Esse flerte com a morte durou ainda mais 32 anos e sete longas-metragens, além dos quatro anteriores que havia dirigido. O que mais me fascinou no filme, assinado por sua companheira Bárbara Paz, é a claríssima consciência de que seria possível fazer uma obra depois de partir, como equações a serem desvendadas e desenhadas por parceiros depois que ele não estivesse mais entre nós. Feito similar ao do genial artista plástico norte-americano Sol LeWitt (1928-2007) que deixou uma enorme bagagem de obras para serem produzidas postumamente. Ambos, Sol LeWitt e Hector Babenco, tinham clareza da grande genialidade que possuíam. Assim como tinham noção de que a morte viria, em breve, mas que poderiam deixar uma porta aberta para que sua proposição artística se realizasse além dos seus batimentos cardíacos. Eles sabiam que era preciso saber morrer, porém, partir de um forma criativa, surpreendente e original.

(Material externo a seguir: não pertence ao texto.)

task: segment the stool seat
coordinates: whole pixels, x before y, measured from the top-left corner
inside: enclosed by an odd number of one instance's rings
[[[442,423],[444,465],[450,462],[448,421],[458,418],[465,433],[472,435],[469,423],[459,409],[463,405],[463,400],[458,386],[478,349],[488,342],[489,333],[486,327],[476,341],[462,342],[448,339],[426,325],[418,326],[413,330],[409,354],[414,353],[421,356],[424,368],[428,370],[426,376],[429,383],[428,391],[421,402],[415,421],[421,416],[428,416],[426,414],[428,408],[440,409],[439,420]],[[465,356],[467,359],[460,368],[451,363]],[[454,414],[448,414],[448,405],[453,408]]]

A arte proporciona a possibilidade de se eternizar enquanto enigma, de gerar impacto além da vida
Babenco soube criar excelentes personagens em filmes contundentes como “Pixote” (1981), “Lúcio Flávio” (1977), “O Beijo da Mulher Aranha” (1985), “Ironweed” (1987), “Brincando nos Campos do Senhor” (1991), “Coração Iluminado” (1998) e “Carandiru” (2003). Em cada um, surgem seres obcecados por alguma condição. Ele mesmo se revela um personagem fascinante: começou a vida vendendo jazigos em cemitérios, o que fazia com argumentação exemplar. De certa forma, a sua vida foi sempre um ensaio em como encenar uma morte bem pensada. Criou imagens inesquecíveis de agonia, de redenção, de perseguição e de abismos infinitos. Como autor, criou uma particular iconografia para o nosso encontro com nossa finitude.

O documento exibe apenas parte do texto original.